Despite popular belief, eating healthy doesn’t necessarily mean having to pay more.

“You can eat really healthy without paying a lot,” said associate nutrition professor Judith Lukaszuk. “By cutting down on less nutritious foods such as chips, candy and soda pop, you will have more money to buy fresh or frozen fruits and vegetables.”

If someone is paying more for healthy foods, the nutrition in the foods might be worth the cost.

“When you eat already prepared food, you will always pay more or lose out on nutrition,” said Martha O’Gorman, instructor and nutrition counselor at NIU. “This is true whether you are stopping at a fast food restaurant or fine dining.”

The most noticeably higher costs of eating healthy come when one chooses to eat organically.

“It costs more to buy organically grown produce and grains, because right now it costs more to grow them, deal with additional regulations and to deliver produce to the market,” O’Gorman said. “Growers have to meet set regulations directed by the USDA, including limiting pesticides and herbicides,” she said, adding that there is an initial cost for certification to verify that they are following rigid standards.
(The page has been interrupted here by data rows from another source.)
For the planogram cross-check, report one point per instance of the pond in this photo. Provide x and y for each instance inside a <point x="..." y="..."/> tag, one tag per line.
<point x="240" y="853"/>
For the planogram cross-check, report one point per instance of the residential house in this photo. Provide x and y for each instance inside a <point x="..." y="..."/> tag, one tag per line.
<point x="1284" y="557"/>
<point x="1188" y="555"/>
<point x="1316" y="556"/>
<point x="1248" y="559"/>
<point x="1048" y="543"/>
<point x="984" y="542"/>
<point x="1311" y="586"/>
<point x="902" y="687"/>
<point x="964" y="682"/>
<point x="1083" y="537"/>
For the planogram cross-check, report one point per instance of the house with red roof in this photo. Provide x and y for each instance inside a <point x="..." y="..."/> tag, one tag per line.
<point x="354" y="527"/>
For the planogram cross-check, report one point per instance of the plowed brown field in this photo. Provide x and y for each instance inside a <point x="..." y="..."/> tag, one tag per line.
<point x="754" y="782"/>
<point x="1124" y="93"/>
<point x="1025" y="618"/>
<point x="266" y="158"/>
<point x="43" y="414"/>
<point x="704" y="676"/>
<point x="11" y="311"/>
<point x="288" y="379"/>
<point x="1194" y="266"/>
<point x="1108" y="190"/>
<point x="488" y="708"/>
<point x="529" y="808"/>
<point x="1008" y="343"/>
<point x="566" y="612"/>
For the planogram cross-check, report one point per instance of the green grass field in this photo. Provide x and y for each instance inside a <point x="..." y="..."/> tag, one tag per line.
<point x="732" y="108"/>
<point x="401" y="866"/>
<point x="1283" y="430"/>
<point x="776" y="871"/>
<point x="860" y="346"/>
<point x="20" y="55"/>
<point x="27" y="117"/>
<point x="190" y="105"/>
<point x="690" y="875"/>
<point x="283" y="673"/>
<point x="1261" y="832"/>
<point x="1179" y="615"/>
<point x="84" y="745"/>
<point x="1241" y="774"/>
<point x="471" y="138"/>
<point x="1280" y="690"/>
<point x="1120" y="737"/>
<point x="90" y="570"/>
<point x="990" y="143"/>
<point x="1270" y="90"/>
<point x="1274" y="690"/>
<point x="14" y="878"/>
It is also thought that organic foods appear to cost more, because conventionally grown food is priced too cheap.

“The biggest factor contributing to the cost variance between conventional and organic production may be that conventional production is priced too cheaply,” said Peggy James, general manager at Duck Soup Coop, 129 E. Hillcrest Drive. “The bottom line incomes of many conventional producers are artificially propped up by government subsidy.”

Regardless, many say eating organically and healthy is worth the cost.

“Benefits of organic production include improving environmental health, from building the soils and lessening or eliminating chemical inputs, to fostering natural habitats and promoting biodiversity,” James said. “We need to consider the true value of the food we buy and be willing to pay a true price for the food that we purchase, a price that reflects the real cost of growing nutritious food in a sustainable way.”